According to CNBC, the forces most responsible for Hostess' decision to close are "two hedge funds that control hundreds of millions of Hostess debt and which have finally decided they won't squeeze any more filling into the Twinkie." It is not clear that Hostess would have lasted this long without such investors: Hostess has faced struggles to maintain market share as Americans' appetites have moved away from junk food and competition has increased, and the company sought bankruptcy in 2004 and again in January. Hostess' debt was most recently purchased by the two funds, Silver Point and Monarch, which generally buy corporate debt at discounts in hopes of turning companies around.
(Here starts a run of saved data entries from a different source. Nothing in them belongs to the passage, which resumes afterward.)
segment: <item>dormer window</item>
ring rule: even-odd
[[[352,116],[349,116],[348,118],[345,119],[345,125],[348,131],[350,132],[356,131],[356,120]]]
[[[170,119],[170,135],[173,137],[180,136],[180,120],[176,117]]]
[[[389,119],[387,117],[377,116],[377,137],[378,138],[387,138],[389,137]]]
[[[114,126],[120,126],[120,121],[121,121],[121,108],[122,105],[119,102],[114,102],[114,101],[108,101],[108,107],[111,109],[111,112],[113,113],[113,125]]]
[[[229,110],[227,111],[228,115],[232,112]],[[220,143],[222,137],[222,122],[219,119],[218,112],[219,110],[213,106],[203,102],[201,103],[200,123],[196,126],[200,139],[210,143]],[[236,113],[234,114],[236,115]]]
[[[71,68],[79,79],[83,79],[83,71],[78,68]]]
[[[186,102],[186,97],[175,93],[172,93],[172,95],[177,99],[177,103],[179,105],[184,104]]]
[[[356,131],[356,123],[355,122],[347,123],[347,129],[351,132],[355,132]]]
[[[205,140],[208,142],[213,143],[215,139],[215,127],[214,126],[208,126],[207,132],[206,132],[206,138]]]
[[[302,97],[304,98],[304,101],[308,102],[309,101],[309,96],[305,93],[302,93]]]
While Hostess had reached an agreement with its largest union, the International Brotherhood of Teamsters, it could not come to an agreement with the Bakery, Confectionery, Tobacco Workers and Grain Millers International Union, which went on strike last week. That union said the demands from management were unreasonable.

"The crisis facing Hostess Brands is the result of nearly a decade of financial and operational mismanagement that resulted in two bankruptcies, mountains of debt, declining sales and lost market share," the union's president, Frank Hurt, said in a statement. "The Wall Street investors who took over the company after the last bankruptcy attempted to resolve the mess by attacking the company's most valuable asset - its workers."

In July, Fortune wrote that the battle over "who will get what crumbs from a disintegrating corporate cookie" was tied in part to battles over generous employee pension funds. At the time, Hostess reportedly had about $2 billion in unfunded pension liabilities.

"What the hedge funds want is some degree of capitulation from a union whose members will otherwise lose thousands of jobs in liquidation," Fortune's David Kaplan wrote in an extensive article in July. "If the hedge funds don't get it, they've concluded, the company isn't worth saving."